DOUGLAS CASA: Yeah. Thank you very much for having me.

BLOCK: And what do you make of the case of Jordan McNair? This was an offseason practice. This was not during a game.

CASA: Yeah. That is correct. It is during a collegiate conditioning session, which is really the place where we're having the most problems right now dealing with sudden death in sport.

BLOCK: According to reports that have come out, when Jordan McNair had trouble standing after these long sprints, one of the trainers reportedly yelled, drag his ass across the field. Is that - does that speak to a culture that you find very common in college football?

CASA: Thank God that's not common. But, you know, did that potentially delay the appropriate care? It may have. And we know in the world of exertional heatstroke that when you cool somebody down to under 104 degrees within 30 minutes, survivability is 100 percent in all the people that have ever been studied. So it's a complete shame when you don't have the correct, you know, treatment being done for the person on the field at that time.

BLOCK: The institute where you work is named for Korey Stringer. He's the NFL lineman. He died of heatstroke in 2001 in a workout. And since then, as I understand it, there has been no NFL player that's died of heatstroke. So what is the NFL doing that college football apparently isn't?

CASA: There's probably a few things to consider that I would say are things to consider to model. One is the NFL, after the death of Korey Stringer, thankfully, made sure that the best practices were being utilized by all 32 teams with the prevention, recognition and treatment of exertional heatstroke. So that's obviously helpful. Second, the players, in conjunction with the NFL, have developed appropriate policies to make sure that they stay safe. So in a sense, the players have rights in the NFL. And the players have no voice and no rights in college football. College conditioning coaches and college football coaches can literally do anything they want, you know, during a conditioning session. But in pro football, the players and the teams, you know, work together in unison, I think, a lot better.

BLOCK: I've seen the term used in terms of how these workouts are conducted at the college level - this term irrational intensity workouts - in other words, pushing people well past the point of anything being helpful or useful in their training.

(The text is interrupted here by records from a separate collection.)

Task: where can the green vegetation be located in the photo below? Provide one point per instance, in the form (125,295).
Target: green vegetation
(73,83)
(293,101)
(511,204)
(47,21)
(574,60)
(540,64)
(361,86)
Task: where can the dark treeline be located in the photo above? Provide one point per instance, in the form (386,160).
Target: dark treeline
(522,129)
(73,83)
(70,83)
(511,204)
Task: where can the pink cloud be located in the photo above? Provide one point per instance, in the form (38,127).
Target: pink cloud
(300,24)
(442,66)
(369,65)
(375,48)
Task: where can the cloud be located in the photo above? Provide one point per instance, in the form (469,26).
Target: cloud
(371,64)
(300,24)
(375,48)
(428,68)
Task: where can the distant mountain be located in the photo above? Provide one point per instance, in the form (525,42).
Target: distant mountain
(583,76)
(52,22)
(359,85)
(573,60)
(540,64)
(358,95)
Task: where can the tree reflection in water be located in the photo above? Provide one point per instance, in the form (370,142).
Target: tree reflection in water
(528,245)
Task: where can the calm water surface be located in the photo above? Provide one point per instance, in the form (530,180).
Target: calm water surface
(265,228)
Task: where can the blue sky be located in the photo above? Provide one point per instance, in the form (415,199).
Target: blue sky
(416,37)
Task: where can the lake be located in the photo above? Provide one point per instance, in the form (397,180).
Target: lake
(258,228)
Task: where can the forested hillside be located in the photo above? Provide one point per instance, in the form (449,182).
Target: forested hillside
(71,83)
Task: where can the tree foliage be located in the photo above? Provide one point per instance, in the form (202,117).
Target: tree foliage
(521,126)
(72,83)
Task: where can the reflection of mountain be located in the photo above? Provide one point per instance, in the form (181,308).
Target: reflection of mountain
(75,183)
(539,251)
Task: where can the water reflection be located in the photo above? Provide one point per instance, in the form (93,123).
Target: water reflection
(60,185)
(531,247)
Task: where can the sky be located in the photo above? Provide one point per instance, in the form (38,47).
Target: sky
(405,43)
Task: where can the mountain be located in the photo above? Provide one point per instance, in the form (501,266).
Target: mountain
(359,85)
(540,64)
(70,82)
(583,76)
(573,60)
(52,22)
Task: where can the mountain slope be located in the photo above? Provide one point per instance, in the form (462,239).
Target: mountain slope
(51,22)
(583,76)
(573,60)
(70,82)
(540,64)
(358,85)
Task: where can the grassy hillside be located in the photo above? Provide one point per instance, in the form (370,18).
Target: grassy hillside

CASA: That's correct. Back in 2012, we convened a task force. And all the top sports medicine organizations in the country attended and endorsed the document that was called "Preventing Sudden Death In Collegiate Conditioning Sessions." But the NCAA did not endorse that document. If they had endorsed it, I'm sure we would not be having this conversation right now. And we wouldn't have had a lot of those deaths that we've had in the last six years. But they have not done enough to make collegiate conditioning sessions of more a controlled environment. Right now, it's the Wild West.

BLOCK: I'm thinking about a column that Sally Jenkins wrote in The Washington Post in which she essentially accused college coaches of working these kids to death on the field. Do you agree?

CASA: Yeah. In lot of cases, that's true because you're doing workouts that are not intuitive for what you need at that time. I'll give you a great example. In 2013, the University of Iowa - in the first day back in January when they were doing a workout, they had the football team do 100 squats. And they had 13 people hospitalized within a day. Those players could have done 100 squats if they had trained for it properly over a few weeks but not on the first day back. So that happens across the country all the time. But the NCAA needs to make the big steps to make some big policy changes so that we can protect all of these college athletes in football and in every sport.

BLOCK: That's Douglas Casa. He's CEO of the Korey Stringer Institute at the University of Connecticut. Thanks so much for speaking with us.

CASA: Thank you - pleasure to be on.